Baba Joginder Singh, father of Sant Jarnail Singh Bhindranwale, it may be recalled was authorized by all the leaders, including Sant Harchand Singh Longowal, Jagdey Singh Talwandi and Parkash Singh Badal, to take whatever steps he deemed fit to bring about complete unity among various Sikh factions. The nine member committee constituted by Baba Joginder Singh included among others Sant Longowal, J. S. Talwandi, P.S. Badal and G.S. Tohra. Two members, Sirmaranjit Singh Mann and Manjit Singh are in jail, Harinder Singh is in Norway and Gurtej Singh is underground. Only Jagjit Singh, brother of Sant Bhindranwale, who is on bail, is available for meetings.

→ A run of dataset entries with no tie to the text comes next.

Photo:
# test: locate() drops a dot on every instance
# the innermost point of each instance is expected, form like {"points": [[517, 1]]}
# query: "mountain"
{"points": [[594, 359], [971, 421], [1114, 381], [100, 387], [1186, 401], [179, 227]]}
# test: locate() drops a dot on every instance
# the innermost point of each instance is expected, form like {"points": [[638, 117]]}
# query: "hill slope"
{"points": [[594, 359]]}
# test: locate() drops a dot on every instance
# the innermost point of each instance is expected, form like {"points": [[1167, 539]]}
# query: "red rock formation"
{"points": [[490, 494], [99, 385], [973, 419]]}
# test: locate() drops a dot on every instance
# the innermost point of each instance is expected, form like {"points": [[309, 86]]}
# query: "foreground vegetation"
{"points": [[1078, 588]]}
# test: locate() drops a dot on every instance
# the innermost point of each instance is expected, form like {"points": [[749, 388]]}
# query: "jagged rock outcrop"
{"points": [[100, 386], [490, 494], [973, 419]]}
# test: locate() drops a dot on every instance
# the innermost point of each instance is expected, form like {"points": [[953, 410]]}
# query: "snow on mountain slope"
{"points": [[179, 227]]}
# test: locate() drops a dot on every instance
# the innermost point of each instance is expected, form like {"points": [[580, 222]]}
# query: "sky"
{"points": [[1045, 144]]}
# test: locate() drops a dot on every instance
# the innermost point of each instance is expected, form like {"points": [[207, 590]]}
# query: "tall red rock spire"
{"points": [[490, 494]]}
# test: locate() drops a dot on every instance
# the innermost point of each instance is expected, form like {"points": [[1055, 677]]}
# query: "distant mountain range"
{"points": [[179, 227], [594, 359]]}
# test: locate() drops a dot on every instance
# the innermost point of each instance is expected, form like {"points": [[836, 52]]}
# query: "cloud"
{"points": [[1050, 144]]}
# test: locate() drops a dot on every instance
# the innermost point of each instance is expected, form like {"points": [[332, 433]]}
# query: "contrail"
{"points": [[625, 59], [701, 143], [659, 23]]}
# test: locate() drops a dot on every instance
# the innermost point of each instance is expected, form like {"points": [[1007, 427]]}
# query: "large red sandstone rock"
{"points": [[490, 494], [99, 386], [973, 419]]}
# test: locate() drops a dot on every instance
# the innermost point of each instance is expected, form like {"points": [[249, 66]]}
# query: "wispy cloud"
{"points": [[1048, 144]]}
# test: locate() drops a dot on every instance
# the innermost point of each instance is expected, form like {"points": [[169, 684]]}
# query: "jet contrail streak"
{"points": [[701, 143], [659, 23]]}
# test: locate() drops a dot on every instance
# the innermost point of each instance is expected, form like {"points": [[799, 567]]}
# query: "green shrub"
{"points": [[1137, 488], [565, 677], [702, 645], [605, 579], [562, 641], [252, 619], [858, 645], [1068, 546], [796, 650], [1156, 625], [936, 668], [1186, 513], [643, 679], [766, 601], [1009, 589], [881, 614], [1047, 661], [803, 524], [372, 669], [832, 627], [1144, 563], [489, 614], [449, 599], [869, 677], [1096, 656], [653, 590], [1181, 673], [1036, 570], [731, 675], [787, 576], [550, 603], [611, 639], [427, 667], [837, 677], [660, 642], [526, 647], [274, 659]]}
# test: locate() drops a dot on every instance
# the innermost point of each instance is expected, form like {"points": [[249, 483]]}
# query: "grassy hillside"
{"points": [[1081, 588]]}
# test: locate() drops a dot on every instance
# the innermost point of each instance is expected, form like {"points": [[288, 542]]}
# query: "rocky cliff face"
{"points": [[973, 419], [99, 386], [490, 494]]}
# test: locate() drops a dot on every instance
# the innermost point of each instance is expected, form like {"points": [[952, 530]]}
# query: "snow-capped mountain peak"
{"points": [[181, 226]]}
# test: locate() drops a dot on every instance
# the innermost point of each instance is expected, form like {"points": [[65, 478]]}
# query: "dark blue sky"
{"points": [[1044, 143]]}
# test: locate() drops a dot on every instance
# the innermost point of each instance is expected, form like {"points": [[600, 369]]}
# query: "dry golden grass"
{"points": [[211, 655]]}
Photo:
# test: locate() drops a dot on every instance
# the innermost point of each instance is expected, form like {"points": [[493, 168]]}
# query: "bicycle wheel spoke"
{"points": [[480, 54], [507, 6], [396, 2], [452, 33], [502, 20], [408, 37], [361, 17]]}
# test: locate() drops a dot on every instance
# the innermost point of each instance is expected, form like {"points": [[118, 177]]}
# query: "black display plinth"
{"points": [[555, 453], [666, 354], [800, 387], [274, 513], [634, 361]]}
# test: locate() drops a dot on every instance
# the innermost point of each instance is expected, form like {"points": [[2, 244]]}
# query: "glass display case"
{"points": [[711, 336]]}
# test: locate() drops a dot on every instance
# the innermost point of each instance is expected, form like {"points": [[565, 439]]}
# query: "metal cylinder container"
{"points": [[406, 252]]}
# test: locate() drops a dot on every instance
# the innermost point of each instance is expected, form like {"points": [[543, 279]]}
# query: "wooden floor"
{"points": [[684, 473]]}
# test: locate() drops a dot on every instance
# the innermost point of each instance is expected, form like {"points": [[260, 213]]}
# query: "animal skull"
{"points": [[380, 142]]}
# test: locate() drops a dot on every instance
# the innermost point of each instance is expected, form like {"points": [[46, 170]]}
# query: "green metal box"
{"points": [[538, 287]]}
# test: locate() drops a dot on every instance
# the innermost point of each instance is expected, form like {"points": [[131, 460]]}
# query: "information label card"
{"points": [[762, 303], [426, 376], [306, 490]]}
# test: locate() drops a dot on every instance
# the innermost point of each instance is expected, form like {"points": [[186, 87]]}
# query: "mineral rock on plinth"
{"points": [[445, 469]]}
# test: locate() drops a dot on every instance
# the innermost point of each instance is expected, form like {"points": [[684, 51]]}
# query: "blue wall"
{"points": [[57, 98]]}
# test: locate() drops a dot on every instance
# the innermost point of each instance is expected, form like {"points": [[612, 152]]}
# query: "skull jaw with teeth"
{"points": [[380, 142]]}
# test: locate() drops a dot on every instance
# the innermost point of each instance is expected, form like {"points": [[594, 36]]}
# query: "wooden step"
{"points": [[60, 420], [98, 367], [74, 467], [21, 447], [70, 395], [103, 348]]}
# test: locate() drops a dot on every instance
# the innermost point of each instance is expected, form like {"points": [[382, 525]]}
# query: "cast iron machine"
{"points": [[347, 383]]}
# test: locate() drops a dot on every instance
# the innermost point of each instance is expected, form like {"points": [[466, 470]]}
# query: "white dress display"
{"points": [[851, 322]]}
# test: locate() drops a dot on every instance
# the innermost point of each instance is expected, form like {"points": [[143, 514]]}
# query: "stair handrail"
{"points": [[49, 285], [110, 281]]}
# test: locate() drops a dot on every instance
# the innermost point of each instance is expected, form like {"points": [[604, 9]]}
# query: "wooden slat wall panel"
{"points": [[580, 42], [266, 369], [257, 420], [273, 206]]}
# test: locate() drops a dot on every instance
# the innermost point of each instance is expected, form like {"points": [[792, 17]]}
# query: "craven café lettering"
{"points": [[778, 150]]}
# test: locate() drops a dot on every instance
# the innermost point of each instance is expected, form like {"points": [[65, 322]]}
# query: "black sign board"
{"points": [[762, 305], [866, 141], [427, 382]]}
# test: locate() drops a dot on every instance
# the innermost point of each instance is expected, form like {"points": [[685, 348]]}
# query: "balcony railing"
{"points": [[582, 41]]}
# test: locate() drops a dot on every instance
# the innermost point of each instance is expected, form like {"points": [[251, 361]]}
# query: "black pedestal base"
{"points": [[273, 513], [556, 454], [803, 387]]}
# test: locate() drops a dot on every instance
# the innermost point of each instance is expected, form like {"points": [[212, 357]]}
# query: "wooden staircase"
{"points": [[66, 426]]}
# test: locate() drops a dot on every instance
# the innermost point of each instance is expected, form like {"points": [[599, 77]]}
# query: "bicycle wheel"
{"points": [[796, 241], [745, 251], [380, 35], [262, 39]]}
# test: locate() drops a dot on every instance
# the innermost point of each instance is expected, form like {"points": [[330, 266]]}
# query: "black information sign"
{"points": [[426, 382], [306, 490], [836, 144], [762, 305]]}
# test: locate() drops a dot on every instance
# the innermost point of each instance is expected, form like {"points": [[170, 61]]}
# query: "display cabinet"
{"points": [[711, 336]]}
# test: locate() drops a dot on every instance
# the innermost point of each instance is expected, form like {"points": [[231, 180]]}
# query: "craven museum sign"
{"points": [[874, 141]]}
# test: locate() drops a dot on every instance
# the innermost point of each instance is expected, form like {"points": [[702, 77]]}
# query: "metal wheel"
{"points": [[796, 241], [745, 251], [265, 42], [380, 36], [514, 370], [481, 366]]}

In this situation the effective control of the United Akali Dal would have remained with the old Akali leadership with the additional advantage of total unity at all levels. But Longowal, Badal and Tohra rejected this 9 member committee after giving written authorization to the Baba as they did not reconcile with the idea of accepting Baba Joginder Singh as the Supreme leader. The much desired unity at this critical juncture in Sikh history was sabotaged for narrow, egotistical and selfish reasons.
Once again Sikh masses find themselves pulled in different directions by their leaders. The cursed internecine quarrel (the “kursi yudh”) threatens to blow up the prospect of an honorable life for the Sikhs.
Time has come when Sikh masses cannot afford to watch this destructive “kursi” game as idle spectators. They must assert themselves and force all those leaders to retire from the scene who have not learned any lesson, and who are more concerned with their personal ambitions than the collective fate and aspirations of the Sikh nation.